Pentoel tahu bahwa di akhir tahun dan menyongsong tahun baru maka beberapa orang akan menyiapkan resolusi besar hingga di akhir tahun akan mengutuk kegagalan itu satu per satu. Berbicara resolusi tentu meliputi banyak hal. mulai dari finansial, kondisi fisik, hingga soal hubungan dengan lawan jenis. Tapi itu semua bisa kalian dapatkan di artikel lainnya kalau berbicara tentang panduan sukses menjalankan resolusi. Pentoel tidak akan berbicara itu. Ia akan bicara tentang yang asyik-asyik saja seperti buku apa saja yang kira-kira dapat membuat hidupmu tak tenang karena begitu gawat dan luhurnya gagasan dan bentuk yang disampaikan.

Maka Pentoel langsung mulai saja dari Kamu Sedang Membaca Tulisan Ini. Iya betul, tidak usah mengernyitkan dahi seperti itu lah. Kamu memang betul sekarang sedang membaca tulisan ini. Dan sekarang kamu sedang membaca tulisan Ini untuk mengetahu sekilas saja seperti apa Kamu Sedang Membaca Tulisan Ini (selanjutnya disebut Tulisan).

Eko Triono sebelum menerbitkan Tulisan, telah menerbitkan Agama Apa yang Pantas bagi Pohon-pohon? Sudahlah kamu tidak usah memijit-mijit dagumu atau membetulkan kacamatamu untuk mengetahui agama apa yang benar-benar pantas bagi pohon. Toh, itu bukan urusanmu. Agama manusia saja tidak sepatutnya untuk kita hakimi, apalagi agama pohon ya kan?

Baiklah balik lagi ke buku Tulisan. Novel atau kumpulan cerita atau apapun itu kalian bisa menyebutnya, diterbitkan oleh Basabasi. Penerbit yang tengah naik daun ini digawangi oleh Kanjeng Edi dan kawan-kawan di Jogja. Pentoel meyakini Tulisan akan menjadi buku yang berbahaya di tahun 2018. Di buku ini Eko bercerita tentang “cerita”. Tokoh-tokohnya adalah cerita itu sendiri. Tulisan Pentoel sekarang sedang bercerita sedikit tentang Tulisan. Mengapa sih Pentoel merekomendasikan untuk membaca Tulisan? Apanya yang spesial? Jadi begini handai tolanku. Di Tulisan, Eko Triono banyak sekali mengumbar teknik dan bentuk yang asyik perihal prosa. Dikotomi cerita pendek dan panjang.
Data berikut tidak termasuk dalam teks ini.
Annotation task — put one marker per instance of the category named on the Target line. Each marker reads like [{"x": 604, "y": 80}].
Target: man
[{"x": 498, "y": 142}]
Resep membuat hantu, teknik metafiksi dan eksperimen bentuk yang imajinatif, soal ulangan, mengisi teka-teki silang (TTS) serta cerita yang serupa penulisan resensi buku. Jadi rasanya kayak beli gado-gado. Banyak jenis dan bergizi.

Setelah itu, Pentoel juga merekomendasikan novel teranyar Intan Paramaditha terbitan Gramedia berjudul Gentayangan. Bukan, ini bukan tentang hantu-hantu yang bersileweran di layar kaca macam pocong, jailangkung, kuntilanak dan spesies semacamnya. Gentayangan menawarkan avontur (petualangan) yang kaya akan budaya. Petualangannya ke berbagai tempat seperti New York dan lainnya, membuat Gentayangan seperti hantu kosmopolitan. Pentoel memilih buku ini karena novel dengan format "pilih sendiri petualanganmu" akan membawa kalian merasakan berada di mana-mana tanpa harus pergi ke mana-mana. Mungkin bagi kalian yang dulu begitu karib dengan Pilih Sendiri Petualanganmu terjemahan Djokolelono dan serial horornya Goosebumps, Gentayangan bisa dijadikan alternatif paling jitu.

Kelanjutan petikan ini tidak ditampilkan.